Sunday, June 10, 2018

Goat cheese and stuff, and oh, I’m in Prague!

View from our apartment balcony which is fairly awesome

Should I clean it?
Day One in Prague! I slept until 1 pm!

You guys, instead of being awake and doing things and practicing Czech, I was in a very realistic dream in China where an older married couple were offended by the art I gave them—a very nice painting—and they kept trying to clean it. And they were sort of trying to be polite about it but had disgusted looks on their faces. And then there was an American guy there who married some lady, then they started fighting, then they were hanging out with the other couple, and someone was going to die. And I kept thinking that I needed to get out of there, but instead I was trying help everybody. So, so stupid Amy, stop trying to fix All The Problems.

My subconscious is the weirdest. I would hate to be a tourist in all that shit right there.

Then I woke up, and it was the effin’ afternoon, and my indefatigable friend Jill had already bought me a double macchiato (the real kind not the Starbucks kind) and it was cooled down and I cared not at all. It was the best.

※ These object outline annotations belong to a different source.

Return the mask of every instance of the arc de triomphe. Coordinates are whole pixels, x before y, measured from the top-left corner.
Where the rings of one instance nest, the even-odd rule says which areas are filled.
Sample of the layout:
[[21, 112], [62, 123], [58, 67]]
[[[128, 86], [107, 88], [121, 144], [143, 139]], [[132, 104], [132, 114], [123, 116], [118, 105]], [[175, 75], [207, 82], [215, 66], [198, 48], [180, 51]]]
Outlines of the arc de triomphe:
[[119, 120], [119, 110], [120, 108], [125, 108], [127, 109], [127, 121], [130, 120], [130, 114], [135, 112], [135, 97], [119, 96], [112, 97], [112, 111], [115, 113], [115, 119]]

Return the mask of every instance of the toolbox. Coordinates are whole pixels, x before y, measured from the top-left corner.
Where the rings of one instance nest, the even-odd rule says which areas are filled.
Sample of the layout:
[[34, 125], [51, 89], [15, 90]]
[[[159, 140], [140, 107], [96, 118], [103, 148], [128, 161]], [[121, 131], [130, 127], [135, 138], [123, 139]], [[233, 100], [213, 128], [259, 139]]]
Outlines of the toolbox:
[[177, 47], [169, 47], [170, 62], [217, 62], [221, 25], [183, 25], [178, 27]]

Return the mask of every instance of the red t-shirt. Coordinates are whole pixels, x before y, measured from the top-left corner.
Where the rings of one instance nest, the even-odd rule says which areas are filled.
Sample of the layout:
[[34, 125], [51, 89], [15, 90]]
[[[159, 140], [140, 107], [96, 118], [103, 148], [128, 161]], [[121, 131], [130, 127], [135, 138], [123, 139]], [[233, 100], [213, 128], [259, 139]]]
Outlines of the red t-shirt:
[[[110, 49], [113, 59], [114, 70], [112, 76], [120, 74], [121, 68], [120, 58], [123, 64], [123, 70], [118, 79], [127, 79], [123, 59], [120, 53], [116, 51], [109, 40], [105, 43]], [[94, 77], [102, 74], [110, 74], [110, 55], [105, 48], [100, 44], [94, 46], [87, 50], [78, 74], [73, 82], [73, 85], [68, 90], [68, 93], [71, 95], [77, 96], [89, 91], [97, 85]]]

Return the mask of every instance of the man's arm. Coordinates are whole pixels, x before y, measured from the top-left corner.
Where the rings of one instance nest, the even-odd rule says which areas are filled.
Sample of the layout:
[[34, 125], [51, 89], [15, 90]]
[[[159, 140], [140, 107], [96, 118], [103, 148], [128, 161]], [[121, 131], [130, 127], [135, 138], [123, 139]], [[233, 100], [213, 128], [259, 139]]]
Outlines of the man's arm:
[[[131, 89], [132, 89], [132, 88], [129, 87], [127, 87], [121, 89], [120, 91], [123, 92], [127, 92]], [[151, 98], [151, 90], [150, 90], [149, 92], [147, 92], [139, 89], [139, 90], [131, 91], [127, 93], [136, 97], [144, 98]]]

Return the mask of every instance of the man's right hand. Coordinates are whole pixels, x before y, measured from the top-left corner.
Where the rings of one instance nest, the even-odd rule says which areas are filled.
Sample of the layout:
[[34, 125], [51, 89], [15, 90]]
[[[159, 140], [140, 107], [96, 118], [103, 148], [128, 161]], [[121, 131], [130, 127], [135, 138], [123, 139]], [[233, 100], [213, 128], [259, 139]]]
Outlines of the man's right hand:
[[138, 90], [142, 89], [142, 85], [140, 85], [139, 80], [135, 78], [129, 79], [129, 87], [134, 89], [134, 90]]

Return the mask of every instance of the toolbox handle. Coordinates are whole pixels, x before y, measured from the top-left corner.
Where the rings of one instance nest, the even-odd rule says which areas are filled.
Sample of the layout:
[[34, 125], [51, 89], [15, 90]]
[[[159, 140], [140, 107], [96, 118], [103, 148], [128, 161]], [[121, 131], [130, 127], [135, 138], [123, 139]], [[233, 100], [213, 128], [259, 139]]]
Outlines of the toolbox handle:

So we went out to walk to Peace Square (exactly none of the locals call it Peace Square) and we ended up sitting at a very pleasant pub eating excellent salad. Jill had beer, I had cider. We were here because we had walked in exactly the wrong direction. Instead of Peace Square, we had almost reached The River. Not even the part with the big cool bridge.

—Bonus Cheese Interlude—

You. Guys. Can we talk about baked cheese?

I read in Rick Steve’s Czech travel guide (an excellent travel guide btw) that fried cheese is common here. I imagine breaded-ass fried mozzarella-type stick thingies that crunch and make those allergic to gluten quite ill. 

Anyway, I ordered a salad with goat cheese. Baked goat cheese. It was the most tastiest, mildest, yummy cheese ever. 

(Jen, I know you’re reading this. Yes, I did need that much goat cheese.)

—End Bonus Cheese Interlude—

And it poured rain while we ate. Jill practiced some Czech (mostly děcuji, meaning thank you, but also na zdravi, meaning cheers, which is one of the first things I learned, because booze). And I helped her learn because I have to fix All The Problems.